Mais, ce qui est le plus intéressant, c'est que la suspicion généralisée est toujours menacée de délire dans la série. Ainsi, le chef de Will est superstitieux au point de ne pouvoir marcher sur le chiffre treize d'une place de parking. Quelle différence y a-t-il alors entre la superstition et la suspicion ? De même, le vieux Ed, ancien membre de l'API, qui a fini par être brisé par les codes qu'il était chargé de détruire et est désormais en repos, toujours à deux doigts de retomber dans une dépression nerveuse.

Il faut parler des acteurs qui sont pour beaucoup excellents : Will est très bien en esprit tourmenté (il a perdu sa femme et sa fille dans les attentats du 11 septembre) et acharné. Les épisodes permettent de développer le caractère des seconds rôles de son équipe. Mais le meilleur à mon avis est le supérieur de Will, Kyle Ingram, complètement ambigu, mélange de zénitude et de violence latente, qui se lève la nuit pour explorer son appartement et en extraire les micros.

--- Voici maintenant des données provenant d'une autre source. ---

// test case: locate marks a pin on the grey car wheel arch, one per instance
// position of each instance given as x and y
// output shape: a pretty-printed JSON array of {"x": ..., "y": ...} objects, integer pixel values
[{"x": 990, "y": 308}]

L'ensemble donne lieu à quelques scènes mémorables, comme celle du nettoyeur qui passe comme une ombre, celle de la recherche des micros, de la surveillance du mariage ou du rendez-vous dans le parc. Il y a même de l'humour, ce qui ne gâte rien. C'est un grand bonheur de se laisser porter par cette fausse lenteur. Dommage que le complot finisse par être découvert. Reste la suspicion.